1:02:01 an aggregated data, I wanna be able to see how many rides are were in a day or how many sales I had in a day. Then I may want I may want to break that down by the hour and say, okay. Well, which hours am I selling the most? So I have no idea whether my date trunk hour is gonna work, but I'm gonna assume okay. We still got the account from rides. Now that that the three day when three day period and an hourly window. Oh, I broke it. So what did I get wrong here?

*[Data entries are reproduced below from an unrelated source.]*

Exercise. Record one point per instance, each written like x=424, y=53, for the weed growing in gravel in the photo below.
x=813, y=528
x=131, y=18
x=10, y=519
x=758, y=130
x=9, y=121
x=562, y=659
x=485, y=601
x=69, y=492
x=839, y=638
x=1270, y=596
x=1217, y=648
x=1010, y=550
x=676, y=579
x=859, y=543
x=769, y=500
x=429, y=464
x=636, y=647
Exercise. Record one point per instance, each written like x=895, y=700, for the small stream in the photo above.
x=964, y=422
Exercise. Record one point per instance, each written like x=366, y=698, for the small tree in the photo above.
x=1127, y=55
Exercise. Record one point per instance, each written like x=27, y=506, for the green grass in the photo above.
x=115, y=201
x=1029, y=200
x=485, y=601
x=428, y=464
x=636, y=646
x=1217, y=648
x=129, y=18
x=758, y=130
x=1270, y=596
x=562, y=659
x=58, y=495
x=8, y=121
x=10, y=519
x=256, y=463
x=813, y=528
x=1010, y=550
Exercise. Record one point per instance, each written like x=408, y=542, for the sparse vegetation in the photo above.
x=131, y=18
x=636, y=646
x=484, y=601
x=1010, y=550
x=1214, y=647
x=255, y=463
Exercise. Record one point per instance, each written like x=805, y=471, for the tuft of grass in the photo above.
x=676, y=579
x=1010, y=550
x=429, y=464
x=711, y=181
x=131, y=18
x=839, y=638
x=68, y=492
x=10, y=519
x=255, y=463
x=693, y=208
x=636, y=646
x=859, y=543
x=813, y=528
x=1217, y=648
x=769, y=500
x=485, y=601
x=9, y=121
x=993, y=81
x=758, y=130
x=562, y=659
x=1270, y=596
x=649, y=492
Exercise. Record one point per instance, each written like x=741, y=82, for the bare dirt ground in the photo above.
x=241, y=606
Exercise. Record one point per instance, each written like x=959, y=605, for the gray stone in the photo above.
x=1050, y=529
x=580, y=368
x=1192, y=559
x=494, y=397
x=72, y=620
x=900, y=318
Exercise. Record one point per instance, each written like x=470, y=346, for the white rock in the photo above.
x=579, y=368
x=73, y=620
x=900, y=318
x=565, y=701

1:02:31 I just made up that where syntax. Is that wrong? Do I need the time? It shouldn't really need the time. I think maybe the double quotes That what it is. Okay. Might be the issue. I have a reference query that I can check out as well. Alright. This is what I get for going off script and It's all good. But if I went to the Yeah. It's definitely the the it's use single quotes for the date. Okay. And it's the month first before the day. So, again, American data standards, unfortunately, for you know, I'm from South Africa, I'm still
1:03:19 not used to people in America, like, with their own ways of of notating things. So yeah. So it'll be o one can't be right. Surely, this is ISO standard though. Right? This is ISO eight six zero one. So the I I just can't see how that would be right. It has to be a three here. Yeah. So three there and then yeah. That's correct. Yeah. Yeah. So that would There we go. So we can see clearly this is people leaving clubs. Yeah. On New Year's Eve, twenty five thousand, thirty thousand taxis. It kinda dies down at 5AM,
1:03:59 and then normality seems to kick in eleven the next day or at least leave the larger numbers. Awesome. Nice. Cool. So thank you Stack Overflow once again. So now the tutorial is walking us through and it's asking us, yeah, what was the average fare then for these passengers? So this is a select by day run an average function on the fare amount where passenger count was one. Oh, okay. So you have quite a lot of data in the sample dataset then. But even though so many passengers were in each of the Yeah. So it's actually the reason
1:04:41 why we selected this. So just a good example of, the kind of things that you'd wanna track. Like, as much as you also you wanna know, like, when the rides took place and how many, you also wanna know all sorts of, like, metadata associated with. So it's a good example of, like, why where you would need both time series and metadata together to ask, like, real world questions that that people generally ask about. Okay. So we can see that the average fare for a New York City cab with one person is around 11 to $12.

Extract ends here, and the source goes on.